Lembra da escuta telefônica que abriu essa reportagem? A conversa não tinha sido divulgada até hoje. Faz parte de um processo judicial em que três policiais da Delegacia de Combate ao Tráfico de Drogas de Campinas foram acusados de exigir R$ 15 mil de um suspeito, em 2008. Mesmo condenados pela Justiça, os policiais ainda não foram expulsos. Um deles é o investigador Itamar Gomes da Silva. E sabe onde ele trabalha? No plantão da DIG: aquela mesma delegacia usada, segundo o Ministério Público, como cativeiro por policiais. Procurado, o investigador Itamar não retornou nossas ligações.

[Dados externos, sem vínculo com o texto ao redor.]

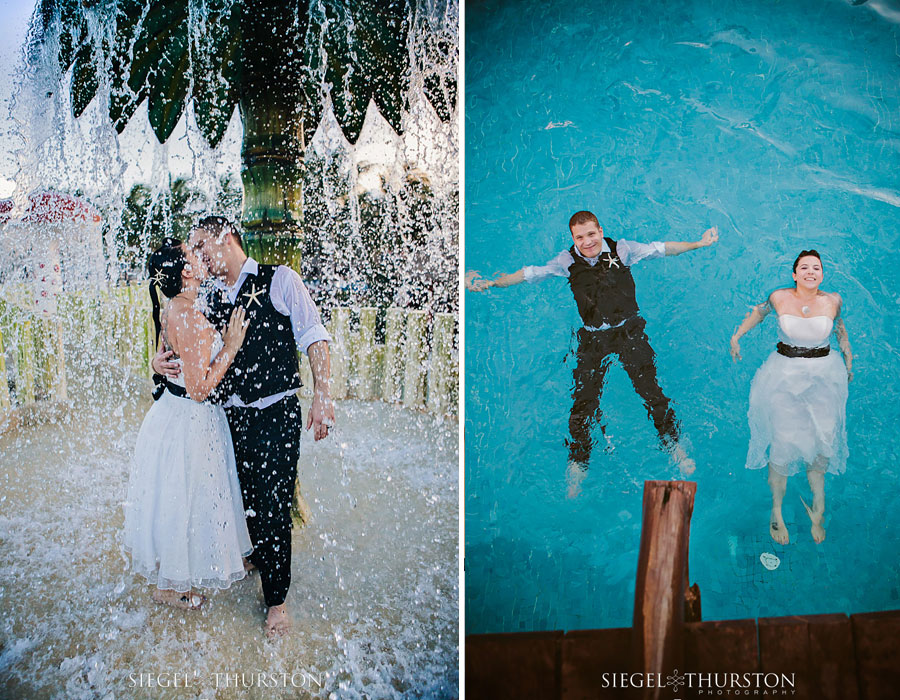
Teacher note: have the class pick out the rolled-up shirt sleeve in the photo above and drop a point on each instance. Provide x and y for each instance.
(291, 298)
(556, 267)
(631, 252)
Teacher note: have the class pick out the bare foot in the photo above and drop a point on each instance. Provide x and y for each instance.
(278, 622)
(684, 463)
(182, 601)
(575, 474)
(777, 528)
(818, 532)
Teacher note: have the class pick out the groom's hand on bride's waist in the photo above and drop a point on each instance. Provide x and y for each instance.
(162, 364)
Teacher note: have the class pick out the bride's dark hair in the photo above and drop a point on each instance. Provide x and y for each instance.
(805, 253)
(165, 266)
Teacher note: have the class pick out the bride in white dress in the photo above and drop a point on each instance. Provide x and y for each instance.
(798, 397)
(184, 518)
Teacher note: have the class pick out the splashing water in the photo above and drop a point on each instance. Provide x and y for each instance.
(375, 592)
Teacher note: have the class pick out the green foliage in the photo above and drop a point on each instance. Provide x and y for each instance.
(153, 49)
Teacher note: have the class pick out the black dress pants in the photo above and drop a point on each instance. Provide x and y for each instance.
(266, 449)
(595, 349)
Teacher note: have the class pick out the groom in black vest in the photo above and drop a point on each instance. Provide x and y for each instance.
(599, 275)
(259, 393)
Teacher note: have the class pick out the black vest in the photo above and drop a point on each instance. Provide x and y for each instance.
(267, 362)
(604, 291)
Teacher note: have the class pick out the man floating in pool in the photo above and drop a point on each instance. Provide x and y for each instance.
(601, 282)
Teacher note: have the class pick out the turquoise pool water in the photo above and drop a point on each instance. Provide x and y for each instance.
(779, 122)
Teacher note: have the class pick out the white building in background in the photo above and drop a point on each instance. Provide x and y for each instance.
(56, 243)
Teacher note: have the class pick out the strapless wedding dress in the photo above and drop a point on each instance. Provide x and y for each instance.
(798, 404)
(184, 518)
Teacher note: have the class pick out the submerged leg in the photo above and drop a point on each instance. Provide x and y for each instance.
(778, 485)
(816, 477)
(588, 379)
(639, 362)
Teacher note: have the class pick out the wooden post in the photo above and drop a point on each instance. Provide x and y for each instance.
(659, 595)
(365, 354)
(300, 511)
(439, 371)
(340, 329)
(25, 364)
(394, 325)
(4, 380)
(58, 387)
(414, 362)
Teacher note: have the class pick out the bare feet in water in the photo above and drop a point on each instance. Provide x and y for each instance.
(816, 518)
(777, 528)
(182, 601)
(278, 622)
(575, 474)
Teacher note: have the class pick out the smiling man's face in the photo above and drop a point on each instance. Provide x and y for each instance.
(588, 238)
(809, 272)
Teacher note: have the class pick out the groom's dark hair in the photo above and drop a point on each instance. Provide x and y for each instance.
(805, 253)
(165, 266)
(217, 224)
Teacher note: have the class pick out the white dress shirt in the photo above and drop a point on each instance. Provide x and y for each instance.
(629, 253)
(289, 297)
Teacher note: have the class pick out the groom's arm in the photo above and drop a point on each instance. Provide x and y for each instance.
(291, 297)
(321, 412)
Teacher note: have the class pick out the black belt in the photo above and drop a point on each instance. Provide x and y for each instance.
(161, 384)
(794, 351)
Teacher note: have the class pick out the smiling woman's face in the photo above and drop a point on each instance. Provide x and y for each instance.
(809, 272)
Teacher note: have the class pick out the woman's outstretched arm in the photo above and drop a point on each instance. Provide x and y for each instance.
(751, 320)
(840, 331)
(196, 337)
(476, 283)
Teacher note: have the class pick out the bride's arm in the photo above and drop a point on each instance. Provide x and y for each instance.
(751, 320)
(195, 340)
(840, 332)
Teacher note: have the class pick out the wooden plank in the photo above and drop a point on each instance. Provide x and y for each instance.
(722, 646)
(339, 351)
(513, 666)
(365, 354)
(784, 648)
(589, 654)
(4, 379)
(659, 595)
(439, 371)
(876, 639)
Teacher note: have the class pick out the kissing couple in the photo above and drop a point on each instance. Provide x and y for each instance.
(215, 463)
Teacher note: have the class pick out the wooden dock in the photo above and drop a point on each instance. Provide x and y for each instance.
(669, 648)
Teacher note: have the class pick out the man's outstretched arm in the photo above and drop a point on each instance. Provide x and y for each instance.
(710, 236)
(476, 283)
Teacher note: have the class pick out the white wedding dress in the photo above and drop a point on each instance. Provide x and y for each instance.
(184, 518)
(798, 404)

Durante a apuração dessa reportagem, nossa equipe pesquisou a situação de 43 policiais civis, acusados de cobrar propina e até fazer sequestros para não prender criminosos. Segundo a delegacia-geral da Polícia Civil de São Paulo, apenas três deles foram demitidos; quatro foram considerados inocentes e 36 continuam trabalhando e recebendo salário.
“A nossa posição é: o policial que comete crime é pior que o bandido comum. A sociedade brasileira não tolera mais essa galopante corrupção, essa galopante criminalidade, principalmente quando envolve o agente da lei”, conclui o delegado-geral da Polícia Civil de São Paulo, Marcos Carneiro Lima.